Let’s look at each of these phases and discuss how to integrate UX design activities and artifacts into them.
Defining Product Requirements
Although requirements definition occurs at the start of most product development processes, it is often the last phase UX professionals successfully infiltrate. Indeed, if you are helping define requirements, you are at Jakob Nielsen’s Stage 7 on his eight-stage usability maturity model. Yet this phase is key to user-centered design, and it is where UX professionals can often add the greatest value.

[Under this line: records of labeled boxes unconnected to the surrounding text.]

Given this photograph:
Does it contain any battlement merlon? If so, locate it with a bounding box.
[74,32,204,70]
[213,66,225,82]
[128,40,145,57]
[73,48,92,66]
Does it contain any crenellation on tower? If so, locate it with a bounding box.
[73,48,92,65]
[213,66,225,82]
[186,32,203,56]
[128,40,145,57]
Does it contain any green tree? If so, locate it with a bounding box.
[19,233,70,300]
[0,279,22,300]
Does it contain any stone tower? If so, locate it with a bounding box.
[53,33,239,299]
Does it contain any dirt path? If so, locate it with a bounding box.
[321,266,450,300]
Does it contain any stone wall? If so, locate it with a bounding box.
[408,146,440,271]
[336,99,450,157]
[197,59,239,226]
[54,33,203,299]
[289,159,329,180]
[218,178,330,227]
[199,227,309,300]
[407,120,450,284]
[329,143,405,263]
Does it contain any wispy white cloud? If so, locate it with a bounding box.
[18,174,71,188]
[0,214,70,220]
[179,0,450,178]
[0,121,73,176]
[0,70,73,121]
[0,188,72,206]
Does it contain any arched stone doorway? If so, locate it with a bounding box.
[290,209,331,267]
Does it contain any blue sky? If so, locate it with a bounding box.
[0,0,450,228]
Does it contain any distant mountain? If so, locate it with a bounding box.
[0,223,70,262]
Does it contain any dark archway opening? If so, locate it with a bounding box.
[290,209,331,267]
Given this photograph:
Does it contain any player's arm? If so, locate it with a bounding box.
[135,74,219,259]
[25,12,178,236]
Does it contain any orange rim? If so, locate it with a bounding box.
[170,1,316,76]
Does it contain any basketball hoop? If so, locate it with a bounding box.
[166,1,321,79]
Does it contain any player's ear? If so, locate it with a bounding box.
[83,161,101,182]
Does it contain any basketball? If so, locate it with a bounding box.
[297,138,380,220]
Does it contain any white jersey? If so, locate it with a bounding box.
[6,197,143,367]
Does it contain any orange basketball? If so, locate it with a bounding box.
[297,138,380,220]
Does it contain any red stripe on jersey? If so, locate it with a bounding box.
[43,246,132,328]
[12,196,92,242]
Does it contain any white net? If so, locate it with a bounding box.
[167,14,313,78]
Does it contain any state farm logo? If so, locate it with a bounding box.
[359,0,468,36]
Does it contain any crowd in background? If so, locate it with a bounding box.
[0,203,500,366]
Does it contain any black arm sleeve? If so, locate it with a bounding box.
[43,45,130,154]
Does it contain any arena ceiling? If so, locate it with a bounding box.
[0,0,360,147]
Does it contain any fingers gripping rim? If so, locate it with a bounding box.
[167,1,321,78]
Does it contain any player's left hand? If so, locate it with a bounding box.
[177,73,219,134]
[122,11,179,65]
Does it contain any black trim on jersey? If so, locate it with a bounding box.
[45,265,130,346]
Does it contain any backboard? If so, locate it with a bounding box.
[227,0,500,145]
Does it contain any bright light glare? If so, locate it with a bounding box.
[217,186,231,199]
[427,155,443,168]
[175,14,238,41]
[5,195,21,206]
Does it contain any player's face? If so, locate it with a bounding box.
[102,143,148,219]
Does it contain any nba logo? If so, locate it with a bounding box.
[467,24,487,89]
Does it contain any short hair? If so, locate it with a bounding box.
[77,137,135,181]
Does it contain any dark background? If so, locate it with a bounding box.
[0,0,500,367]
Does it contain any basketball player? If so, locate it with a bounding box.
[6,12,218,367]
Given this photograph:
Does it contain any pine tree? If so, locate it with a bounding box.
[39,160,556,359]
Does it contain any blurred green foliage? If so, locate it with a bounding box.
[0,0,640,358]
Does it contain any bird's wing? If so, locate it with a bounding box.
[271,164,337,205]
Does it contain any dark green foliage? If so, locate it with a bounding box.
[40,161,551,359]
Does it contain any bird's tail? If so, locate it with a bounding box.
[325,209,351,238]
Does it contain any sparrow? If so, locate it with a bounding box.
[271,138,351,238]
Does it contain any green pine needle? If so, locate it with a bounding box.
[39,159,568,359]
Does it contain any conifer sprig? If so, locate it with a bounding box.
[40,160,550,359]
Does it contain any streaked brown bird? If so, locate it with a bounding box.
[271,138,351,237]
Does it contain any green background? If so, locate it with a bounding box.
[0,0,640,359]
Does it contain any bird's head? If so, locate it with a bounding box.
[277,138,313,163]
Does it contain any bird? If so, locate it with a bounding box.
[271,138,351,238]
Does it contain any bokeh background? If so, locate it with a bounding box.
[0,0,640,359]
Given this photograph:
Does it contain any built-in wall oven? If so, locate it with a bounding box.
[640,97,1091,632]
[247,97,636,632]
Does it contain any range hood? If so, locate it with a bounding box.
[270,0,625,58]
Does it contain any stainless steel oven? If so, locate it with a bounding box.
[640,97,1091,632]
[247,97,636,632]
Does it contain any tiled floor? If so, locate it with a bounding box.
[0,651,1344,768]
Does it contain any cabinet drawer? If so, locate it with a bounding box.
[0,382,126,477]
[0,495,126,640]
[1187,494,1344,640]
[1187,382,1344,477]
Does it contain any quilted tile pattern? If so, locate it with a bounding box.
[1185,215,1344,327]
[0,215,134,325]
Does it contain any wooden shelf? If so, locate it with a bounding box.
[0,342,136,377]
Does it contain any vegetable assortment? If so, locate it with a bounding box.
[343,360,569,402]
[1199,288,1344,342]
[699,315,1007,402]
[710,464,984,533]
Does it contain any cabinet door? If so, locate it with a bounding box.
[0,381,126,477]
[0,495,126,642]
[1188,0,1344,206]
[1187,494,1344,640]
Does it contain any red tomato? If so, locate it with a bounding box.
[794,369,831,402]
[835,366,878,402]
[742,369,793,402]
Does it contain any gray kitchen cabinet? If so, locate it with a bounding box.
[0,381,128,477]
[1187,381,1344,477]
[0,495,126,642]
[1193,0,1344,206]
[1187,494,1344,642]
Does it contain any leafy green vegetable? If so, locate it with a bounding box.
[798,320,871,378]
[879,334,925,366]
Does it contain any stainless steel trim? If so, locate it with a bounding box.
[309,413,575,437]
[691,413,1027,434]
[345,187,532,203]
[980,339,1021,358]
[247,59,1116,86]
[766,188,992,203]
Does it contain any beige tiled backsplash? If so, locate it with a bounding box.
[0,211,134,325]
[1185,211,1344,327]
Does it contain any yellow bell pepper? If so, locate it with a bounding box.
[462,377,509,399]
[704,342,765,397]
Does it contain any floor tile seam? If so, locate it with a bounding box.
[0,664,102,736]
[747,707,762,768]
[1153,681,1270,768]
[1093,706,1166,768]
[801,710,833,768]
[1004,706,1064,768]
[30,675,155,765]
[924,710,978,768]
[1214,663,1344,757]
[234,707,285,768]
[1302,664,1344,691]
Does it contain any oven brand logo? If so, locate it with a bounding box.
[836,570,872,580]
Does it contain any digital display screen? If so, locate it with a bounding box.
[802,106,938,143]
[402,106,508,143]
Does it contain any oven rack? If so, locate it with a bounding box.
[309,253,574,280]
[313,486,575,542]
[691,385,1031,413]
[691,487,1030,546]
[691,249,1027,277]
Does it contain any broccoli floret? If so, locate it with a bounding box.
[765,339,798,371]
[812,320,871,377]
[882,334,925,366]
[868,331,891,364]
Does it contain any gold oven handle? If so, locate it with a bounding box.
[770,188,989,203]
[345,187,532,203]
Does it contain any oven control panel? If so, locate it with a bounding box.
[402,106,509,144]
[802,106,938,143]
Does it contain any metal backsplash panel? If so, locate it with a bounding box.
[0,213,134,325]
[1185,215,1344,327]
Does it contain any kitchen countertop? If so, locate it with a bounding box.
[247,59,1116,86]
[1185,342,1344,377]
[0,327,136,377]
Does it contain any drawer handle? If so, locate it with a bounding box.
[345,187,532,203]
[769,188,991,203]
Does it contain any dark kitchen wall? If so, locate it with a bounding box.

There are four significant influencers of requirements, as shown in Figure 2:
- market opportunities
- technology opportunities
- user needs
Market opportunities are features and functionality customers have indicated they would be willing to pay for. They do not necessarily reflect user input. In fact, such requirements frequently do not come from actual users, but instead, from meetings with their managers. Therefore, they tend to focus on high-level business needs. They describe what a product needs to accomplish, not how it does it. As a consequence, there is not as great a role for UX professionals to play as market opportunities influencers as there is for them as user needs influencers, which I’ll discuss shortly.
Compliance with Section 508 accessibility requirements or other types of external forces, as well as internal forces such as corporate standards or a need for globalization also drive requirements definition. UX personnel can add value here, because of their specialized knowledge about accessibility and their familiarity with corporate guidelines and design patterns.